Nach dem 1:1 im Hinspiel reichte den Oberpfälzern aufgrund der Auswärtstorregel das 2:2 im Rückspiel, so dass sich zum vierten Mal in Folge der Drittligist in der Relegation durchsetzte.

"Ein Traum ist wahr. Jetzt sind wir in der zweiten Liga, das hätte nie jemand für möglich gehalten", sagte Sportchef Franz Gerber.

"Ich glaube, ich habe die erste Minuten nur geweint ich habe mir nichts mehr gewünscht und bin unheimlich stolz, Kapitän dieses Teams zu sein", erklärte Tobias Schweinsteiger, der den Verein in Richtung FC Bayern II verlassen wird.

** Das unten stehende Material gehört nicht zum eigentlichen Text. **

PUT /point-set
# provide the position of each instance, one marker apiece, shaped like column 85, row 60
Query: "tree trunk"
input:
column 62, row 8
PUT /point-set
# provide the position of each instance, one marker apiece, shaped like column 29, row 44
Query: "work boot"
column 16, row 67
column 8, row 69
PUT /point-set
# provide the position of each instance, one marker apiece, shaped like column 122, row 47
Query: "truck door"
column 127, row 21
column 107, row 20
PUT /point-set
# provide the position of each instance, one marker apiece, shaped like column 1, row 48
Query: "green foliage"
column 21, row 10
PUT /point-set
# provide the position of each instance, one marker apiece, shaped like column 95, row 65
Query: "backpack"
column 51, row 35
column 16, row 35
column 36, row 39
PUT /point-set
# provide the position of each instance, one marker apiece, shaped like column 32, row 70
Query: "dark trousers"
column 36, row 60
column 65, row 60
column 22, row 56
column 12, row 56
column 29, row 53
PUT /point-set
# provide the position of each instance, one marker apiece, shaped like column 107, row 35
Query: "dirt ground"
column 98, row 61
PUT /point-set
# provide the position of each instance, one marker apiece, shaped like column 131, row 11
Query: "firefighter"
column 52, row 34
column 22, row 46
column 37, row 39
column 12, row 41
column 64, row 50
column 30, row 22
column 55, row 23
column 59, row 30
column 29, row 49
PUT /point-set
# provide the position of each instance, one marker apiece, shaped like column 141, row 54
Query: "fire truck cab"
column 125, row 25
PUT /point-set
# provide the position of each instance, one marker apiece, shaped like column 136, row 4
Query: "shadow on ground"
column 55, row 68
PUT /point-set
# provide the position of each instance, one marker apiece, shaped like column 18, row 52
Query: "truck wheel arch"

Oliver Hein (28.) und Andreas Laurito (66.) trafen für Regensburg. Klemen Lavric (32.) und Elias Charalambous (56.) waren für den KSC erfolgreich.

Bei Regensburg sah Tim Efren die Gelb-Rote Karte (87.), Jim-Patrick Müller (90.+2) die Rote Karte - trotzdem schaffte der Jahn zu neunt den Aufstieg.

Weinzierl bestätigt Wechsel weiter nicht

Allerdings müssen sich die Regensburger wohl einen neuen Trainer suchen, denn Markus Weinzierls Abgang zum Bundesligisten FC Augsburg gilt als sicher.

Der 37-Jährige wollte das allerdings auch nach dem Spiel noch nicht bestätigen.

"Das ist nicht der Zeitpunkt, um über meine Person zu sprechen", sagte Weinzierl.

"Ich genieße den Moment und lasse mich nicht von anderen Themen davon abbringen. Ich werde überlegen und dann wird es irgendwann eine Entscheidung geben."

Gerber rechnet jedoch wie alle beim Jahn damit, dass der Coach Nachfolger von Jos Luhukay beim FCA wird:

"So wie die Signale aus Augsburg stehen, muss man damit rechnen, dass er uns leider verlassen wird."